From Cyber Monday To Cyber Month: The Broadening Of Retail Holidays

From a digital perspective, Cyber Monday continues to maintain its momentum, while Black Friday loses some steam. But the more subtle pattern is that Internet traffic shows less intense spikes on retail holidays than in previous years; instead, traffic is becoming more evenly spread throughout the season. Cyber Monday is evolving into Cyber Week and beyond; in consumers’ minds, it increasingly feels like every day is Cyber Monday. 

We’ll explore the broadening of retail holidays through the lens of the digital performance of two behemoths: Amazon and Walmart.

Cyber Monday > Black Friday

This year, Amazon got about 4.5% more traffic on Cyber Monday than on Black Friday, almost exactly the same percentage bump as last year. This hasn’t always been the case; in 2015, the (almost) pure-play e-tailer got more traffic on Black Friday than on Cyber Monday. 

For Walmart, whose historical success has obviously been more about bricks than clicks, Black Friday continues to generate more traffic than Cyber Monday. But the gap continues to narrow. Wal-Mart’s 2017 Black Friday traffic was about 6% lower than last year, while its Cyber Monday traffic rose 5%.



Every Day Is Becoming Cyber Monday

Amazon traffic on both retail holidays was down nearly 8% from 2016, figures that in isolation suggest a weaker holiday season this year. But in fact, if we look at the buildup and aftermath of the retail holidays, we find that broader traffic volume throughout the 2017 holiday season is almost exactly on par with last year.  

Looking at a 25-day period — Black Friday, plus the 12 days before, and the 12 days after — reveals that Amazon’s traffic is almost identical to last year (1.904 billion visits in 2017, versus 1.908 billion in 2016, a difference of less than one-half of 1%).  

If we look at traffic over this 25-day period as a percentage of Black Friday traffic, we can see the smoothing out of traffic over time more visually. On the 12 days before Black Friday, traffic in 2016 averaged 62% of Black Friday’s eventual traffic; in 2017, that figure rose to 74%. On the 12 days after Black Friday, 2016 traffic averaged 69% of eventual Black Friday traffic; in 2017, that figure rose to 79%.  

Walmart shows a similar, if less dramatic, “smoothing” over time. Its 2017 Black Friday traffic was 6% lower than in 2016, but its overall traffic in the 25-day period is up 3%.

Overall, the broadening of retail holidays is a mixed bag for retailers and brands. Broadening holidays over multiple days likely brings in new buyers and more dollars, but even if it just spreads out existing demand, there’s some benefit to that as well. Remember that Black Friday got its name from being the day when retailers turned profitable for the year.
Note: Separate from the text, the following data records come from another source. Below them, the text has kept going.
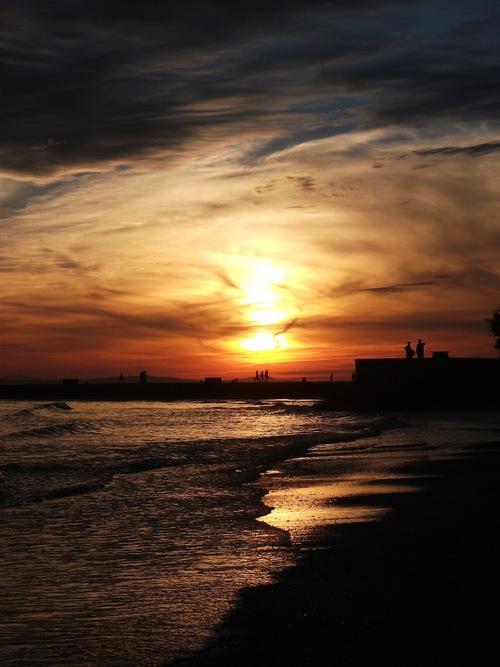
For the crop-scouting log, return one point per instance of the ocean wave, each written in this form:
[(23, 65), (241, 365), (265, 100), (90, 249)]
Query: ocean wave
[(56, 430)]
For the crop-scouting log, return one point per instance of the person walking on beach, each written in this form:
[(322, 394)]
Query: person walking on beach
[(420, 349), (410, 352)]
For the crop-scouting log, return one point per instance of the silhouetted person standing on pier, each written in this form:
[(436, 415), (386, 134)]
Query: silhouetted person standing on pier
[(410, 352)]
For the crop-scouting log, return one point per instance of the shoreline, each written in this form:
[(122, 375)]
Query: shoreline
[(418, 587), (332, 395)]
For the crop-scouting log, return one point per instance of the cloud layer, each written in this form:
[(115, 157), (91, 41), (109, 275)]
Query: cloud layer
[(173, 175)]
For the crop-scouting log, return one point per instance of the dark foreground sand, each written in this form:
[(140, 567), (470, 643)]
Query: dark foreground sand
[(420, 587)]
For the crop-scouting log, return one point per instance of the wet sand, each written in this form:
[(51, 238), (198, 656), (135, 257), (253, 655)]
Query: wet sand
[(420, 587)]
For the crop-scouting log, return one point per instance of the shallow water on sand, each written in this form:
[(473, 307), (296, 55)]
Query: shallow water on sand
[(128, 529)]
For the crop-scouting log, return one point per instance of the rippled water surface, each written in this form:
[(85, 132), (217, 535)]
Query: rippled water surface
[(127, 529)]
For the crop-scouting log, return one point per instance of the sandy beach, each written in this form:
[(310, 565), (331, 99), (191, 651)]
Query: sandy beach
[(419, 587)]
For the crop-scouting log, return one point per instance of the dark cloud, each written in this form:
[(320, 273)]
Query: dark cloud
[(391, 289), (472, 151), (96, 83)]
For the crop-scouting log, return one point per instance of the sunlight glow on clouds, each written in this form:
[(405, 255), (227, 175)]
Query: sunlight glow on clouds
[(295, 194)]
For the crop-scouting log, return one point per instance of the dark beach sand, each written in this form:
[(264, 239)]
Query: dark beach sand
[(420, 587)]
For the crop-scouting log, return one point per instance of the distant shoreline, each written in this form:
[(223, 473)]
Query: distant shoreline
[(175, 391)]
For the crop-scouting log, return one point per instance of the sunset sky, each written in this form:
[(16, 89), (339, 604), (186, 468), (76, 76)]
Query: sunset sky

And that’s a situation no business would choose — in the red 90% of the year, with end-of-year volatility that makes forecasting and inventory management very difficult. (Broadening demand throughout the year is also why Amazon put Prime Day in July).

On the other hand, Cyber Monday obviously loses some motivating power when every day feels like Cyber Monday, and the “everything’s on sale all the time” vibe undermines brands’ pricing power and consumers’ perceptions of value. Still, at least to some extent, these retail holidays “work” for brands, so expect more of them, and expect them to expand from single-day events to “mini-seasons.”